Mexicans see a losing battle in the war on crooked police

12 years ago | Posted in: Latest Politics News | 694 Views

MEXICO CITY — In the midst of a violent drug war, President Felipe Calderon fired crooked cops by the hundreds, and hired new ones — rigorously vetted and college educated — by the thousands. Salaries were doubled, new standards imposed and officers were subjected to extensive background checks.

A trustworthy federal police force was to be one of the most important legacies of Calderon’s six-year term. And yet, just months before he is to leave office in December, the president found himself apologizing “profoundly” this week for an incident in which federal police allegedly opened fire on an SUV with diplomatic plates, injuring two Americans.

A dozen federal police officers are being detained while the Mexican attorney general’s office investigates the incident. Many of the details remain unclear, including what may have motivated officers to open fire on the vehicle, which was traveling through dangerous countryside south of Mexico City.

 

The CIA has declined to comment on reports in U.S. and Mexican media that the Americans were CIA agents. They were heading to a Mexican military installation where they were serving as trainers.

But since the incident, which occurred just two months after a shootout involving crooked federal officers that left three dead at the Mexico City airport, the denunciations of the police have been withering. For many here, whether the attackers turned out to be corrupt or just bumbling, Calderon’s new and improved federal police force is just more of the same.

In the Mexico City newspaper Reforma, columnist Roberto Zamarripa accused the police of being “guardians of the refuges of criminal operators,” despite a lack of evidence that they were linked to drug gangs. A cartoonist for the paper El Universal drew a federal policeman in front of the Americans’ bullet-riddled SUV. “We thought they were common citizens,” the cartoon cop explained.

In Chapultepec Park, a 19-year-old peanut vendor laughed when asked whether the force had changed for the better.

He laughed again when asked to give his name, as though anyone would be foolish enough to do so when the police were so crooked.

“Here, everything runs on money,” he said. “The drug cartels have enough money to give to the federal police, and everybody else, to control everything they do.”

Mexicans have long been wary of police at all levels. Officers are notorious not only for soliciting the little bribes known as mordidas, but for shaking down innocents, running kidnapping rings, and serving as security forces and death squads for the drug gangs. One 2010 poll found that only 8% of respondents felt strong confidence in the police.

Mexican officials know that re-establishing trust between citizens and police is one key to winning their war against the narco cartels. A forum Tuesday sponsored by the citizen group Causa en Comun, was titled “Joining Forces: Citizens and Police,” and among those in attendance were Calderon and the U.S. ambassador, Anthony Wayne.

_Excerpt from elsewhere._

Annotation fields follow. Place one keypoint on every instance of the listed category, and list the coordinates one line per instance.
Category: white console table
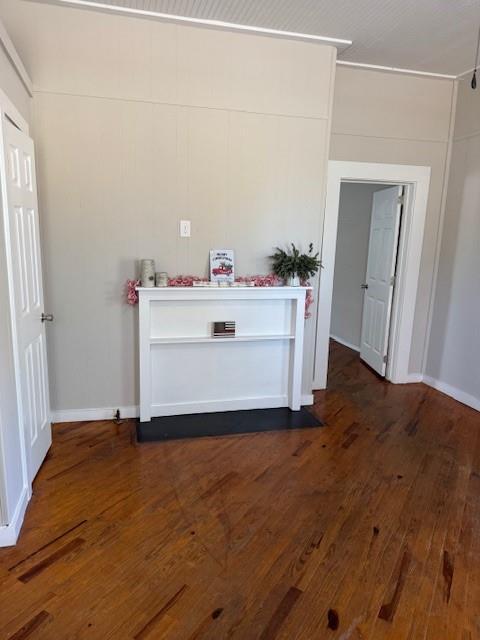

Calderon used the occasion to apologize for the shooting, “whether it was due to negligence, or lack of training, or lack of trustworthiness, or by complicity.”

“These acts are not acceptable, and are being fully and rigorously investigated,” he said.

Mexican news organizations identified one of the wounded Americans as Stan D. Boss. According to public records, that name is among dozens who share a post office box in Dunn Loring, Va., that apparently has been used for people with CIA aliases.

High-profile embarrassments to Mexico caused by the federal police may serve to further complicate the already-daunting task awaiting President-elect Enrique Peña Nieto, who has vowed to pursue the drug cartels using the same aggressive strategy as Calderon, relying on both the federal police and the military.

Like Calderon, the new president will be faced with the monumental task of fighting the drug war while trying to strengthen and reform the shaky institutions on its front lines. Peña Nieto has vowed to continue to the “professionalization” of the national police, and hopes to further expand its ranks, to 50,000 officers from 36,000.

At the forum this week, Calderon boasted of steps he had taken to clean up the police: When he took office, he said, there were no “confidence control” measures for police. Now, he said, there were 38 centers dedicated to law enforcement background checks.

He described police reform as a work in progress.

“Cutting down the tree of corruption will take many chops,” he said. “Those great trees don’t fall with one chop. You have to hack it again and again.”